Questa decisione, tuttavia, ha generato forte contestazione da parte dei familiari di Chimirri, assistiti dagli avvocati Tiziano Saporito e Andrea Filici, che hanno immediatamente espresso dubbi sull’imparzialità del giudice Marchetto.
 Il motivo della contestazione risiede in un precedente provvedimento cautelare emesso dalla stessa giudice a carico di quattro persone coinvolte nell’aggressione al poliziotto, percepito come un segnale di orientamento preconcetto sulla vicenda.
La richiesta di ricusazione, presentata dai difensori dei familiari, è stata respinta in appello dalla Corte di Catanzaro, la quale ha negato alla persona offesa il diritto di ricusare il giudice.
Questa decisione ha innescato un ricorso in Cassazione, il quale, con ordinanza del 2 ottobre 2024, ha riconosciuto la rilevanza e la non manifesta infondatezza della questione, rimettendo gli atti alla Corte Costituzionale.
La decisione della Corte di Cassazione assume un significato che va ben oltre il singolo caso Chimirri, rappresentando una potenziale pietra miliare nell’evoluzione del diritto processuale penale.
 Essa apre un interrogativo fondamentale: può, e deve, la vittima di un reato essere dotata del potere di garantire la terzietà e l’imparzialità del giudice che ne amministra la giustizia?
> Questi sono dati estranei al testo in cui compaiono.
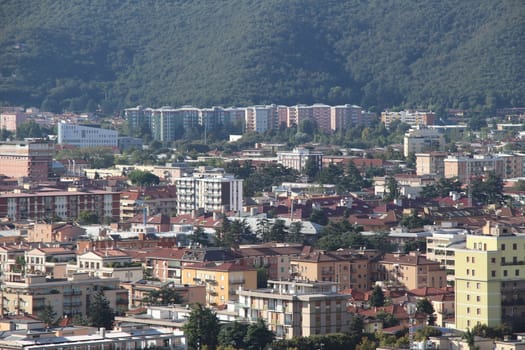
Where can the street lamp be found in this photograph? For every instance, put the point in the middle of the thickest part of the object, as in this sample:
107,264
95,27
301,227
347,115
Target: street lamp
411,308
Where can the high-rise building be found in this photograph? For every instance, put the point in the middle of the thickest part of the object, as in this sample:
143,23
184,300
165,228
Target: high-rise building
490,278
210,190
86,136
31,159
296,309
420,139
409,117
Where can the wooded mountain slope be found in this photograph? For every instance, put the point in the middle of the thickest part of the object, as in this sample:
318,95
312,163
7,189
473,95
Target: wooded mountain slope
76,54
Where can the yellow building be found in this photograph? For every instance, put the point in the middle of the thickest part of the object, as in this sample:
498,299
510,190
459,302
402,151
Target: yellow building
490,278
221,280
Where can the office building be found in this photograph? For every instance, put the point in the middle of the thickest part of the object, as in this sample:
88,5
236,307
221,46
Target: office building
86,136
209,190
297,158
296,309
420,139
26,159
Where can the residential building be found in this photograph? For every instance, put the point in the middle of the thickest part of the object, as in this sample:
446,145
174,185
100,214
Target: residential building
464,168
346,116
48,261
46,204
258,118
11,120
489,278
86,136
26,159
297,158
409,117
442,245
67,296
59,232
411,270
420,139
209,190
347,268
432,163
109,263
296,309
221,280
140,291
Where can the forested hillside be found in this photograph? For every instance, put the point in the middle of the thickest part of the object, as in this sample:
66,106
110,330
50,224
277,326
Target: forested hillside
75,55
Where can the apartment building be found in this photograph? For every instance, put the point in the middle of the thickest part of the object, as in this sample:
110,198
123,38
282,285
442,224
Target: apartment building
45,204
86,136
26,159
347,268
209,190
69,296
420,139
297,158
410,117
432,163
411,270
11,120
221,280
464,168
296,309
489,278
108,263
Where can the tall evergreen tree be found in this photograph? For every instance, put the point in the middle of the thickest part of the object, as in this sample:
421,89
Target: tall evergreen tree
100,314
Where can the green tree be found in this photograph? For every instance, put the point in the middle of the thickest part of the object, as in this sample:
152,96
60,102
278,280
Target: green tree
425,306
201,328
377,298
47,315
258,336
233,334
143,178
100,314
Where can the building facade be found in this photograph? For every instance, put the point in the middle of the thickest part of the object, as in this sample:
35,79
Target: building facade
86,136
30,159
209,190
296,309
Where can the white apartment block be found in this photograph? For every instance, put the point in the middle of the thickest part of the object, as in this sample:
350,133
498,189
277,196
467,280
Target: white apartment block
86,136
210,191
297,158
408,117
420,139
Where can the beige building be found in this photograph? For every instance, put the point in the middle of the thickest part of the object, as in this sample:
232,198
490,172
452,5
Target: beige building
221,280
430,163
66,296
412,270
109,263
296,309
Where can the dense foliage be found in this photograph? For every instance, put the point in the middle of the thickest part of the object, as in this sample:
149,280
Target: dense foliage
85,55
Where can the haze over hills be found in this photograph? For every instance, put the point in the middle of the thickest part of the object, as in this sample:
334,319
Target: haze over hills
75,55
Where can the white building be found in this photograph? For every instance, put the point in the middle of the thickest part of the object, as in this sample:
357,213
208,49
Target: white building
210,190
420,139
298,157
86,136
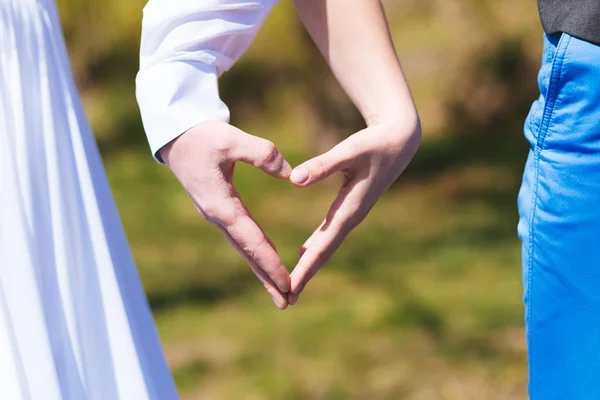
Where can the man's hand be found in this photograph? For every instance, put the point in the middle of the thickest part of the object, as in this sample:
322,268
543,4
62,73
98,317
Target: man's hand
371,161
203,159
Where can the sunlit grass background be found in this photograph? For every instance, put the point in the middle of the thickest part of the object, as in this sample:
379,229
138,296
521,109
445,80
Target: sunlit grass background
423,301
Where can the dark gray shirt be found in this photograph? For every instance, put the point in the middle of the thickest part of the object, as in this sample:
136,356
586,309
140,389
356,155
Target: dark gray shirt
579,18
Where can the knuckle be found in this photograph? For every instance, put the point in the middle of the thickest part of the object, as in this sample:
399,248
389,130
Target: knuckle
318,167
254,251
222,143
225,216
354,214
268,152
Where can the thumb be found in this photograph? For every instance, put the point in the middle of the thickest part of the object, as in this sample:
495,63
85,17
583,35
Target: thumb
261,153
323,166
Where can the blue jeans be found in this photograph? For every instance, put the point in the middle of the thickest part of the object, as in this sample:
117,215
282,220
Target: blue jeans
559,209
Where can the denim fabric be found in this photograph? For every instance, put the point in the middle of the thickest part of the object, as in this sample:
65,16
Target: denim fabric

Il principio del giusto processo, sancito dalla Costituzione e dalla Convenzione Europea dei Diritti dell’Uomo, implica non solo il diritto a un giudizio equo, ma anche la garanzia di un giudice libero da pregiudizi e condizionamenti.
L’accoglimento della questione da parte della Corte Costituzionale potrebbe avere conseguenze di notevole impatto.
 In primo luogo, potrebbe portare alla revoca dell’ordinanza di archiviazione e all’affidamento del caso a un diverso giudice, garantendo una nuova valutazione delle prove e delle circostanze.
In secondo luogo, potrebbe instaurare un precedente giuridico volto a riconoscere il diritto di ricusazione come strumento di tutela della dignità e dei diritti delle vittime di reato, promuovendo una maggiore fiducia nel sistema giudiziario.
Il principio invocato dagli avvocati Saporito e Filici non si limita a una rivendicazione individuale, ma si configura come un’affermazione di un diritto fondamentale: il diritto di ogni cittadino a un giudice terzo e imparziale, garante di una giustizia equa e accessibile a tutti.
La decisione della Corte Costituzionale si preannuncia quindi cruciale per delineare i confini del potere giudiziario e rafforzare il ruolo della vittima nel processo penale.